Early anti-AIDS treatment cuts death rate in half
Prescribing powerful antiviral drugs to patients with HIV, the virus that causes AIDS, even as they're being treated for pneumonia or cancer, cuts their death rate, a study found.
In the past, doctors focused first on controlling the AIDS-related illness and delayed prescribing antiviral drugs lest the combination cause side effects or be hard for patients to manage, said Andrew Zolopa, director of the AIDS clinical trial unit at Stanford University School of Medicine.
In the U.S., 60,000 to 70,000 new cases of AIDS are diagnosed each year, and half of the patients have advanced disease, Zolopa said. His findings, published in the journal PlOS One, may resolve a long- running issue in AIDS treatment by showing that patients have a better chance of surviving if they're given antiviral drugs from the start.
Zolopa, lead author of the new study, said he started the research because he was unable to answer a question from doctors at Stanford Hospital. They wondered if they should treat HIV-infected patients with antiviral drugs if they were already being treated for infections like pneumonia or meningitis. These drugs have become the mainstays of AIDS treatment.
"My response was always the same: I don't know," said Zolopa. "I'd come by, see the patient and say we'll treat the infection first, get him out of acute crisis and let him go home. Then we'd do an assessment and make sure he was ready to start and comply with antiretroviral drugs."
"That answer was wrong," Zolopa said.
By the time patients would come back for a follow-up appointment and get started on the new medications, as many as three months could go by, Zolopa said.
Word of his study is getting out quickly.
When Michael Saag learned last week that a burn patient in an Alabama intensive care unit was infected with the AIDS virus, he knew what to do because he'd heard early results of this research.
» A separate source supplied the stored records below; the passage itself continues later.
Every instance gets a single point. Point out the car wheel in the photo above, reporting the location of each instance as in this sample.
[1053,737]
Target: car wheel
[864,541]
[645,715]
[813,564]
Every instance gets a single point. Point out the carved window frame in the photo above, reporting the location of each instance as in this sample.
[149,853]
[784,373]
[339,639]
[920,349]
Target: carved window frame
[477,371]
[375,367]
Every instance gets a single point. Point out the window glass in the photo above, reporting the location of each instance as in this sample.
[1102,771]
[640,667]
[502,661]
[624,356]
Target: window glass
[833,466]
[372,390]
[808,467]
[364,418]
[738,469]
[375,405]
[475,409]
Trauma doctors at the University of Alabama at Birmingham Hospital were treating the man with drugs to combat bacterial pneumonia. Saag, director of the Center for AIDS Research at the University of Alabama at Birmingham, found the man also had HIV and began giving him the antiviral drugs that have become the mainstay of AIDS treatment.
"These data are very compelling and in our neck of the woods, we've changed our practice," Saag said. "I think it will save some lives."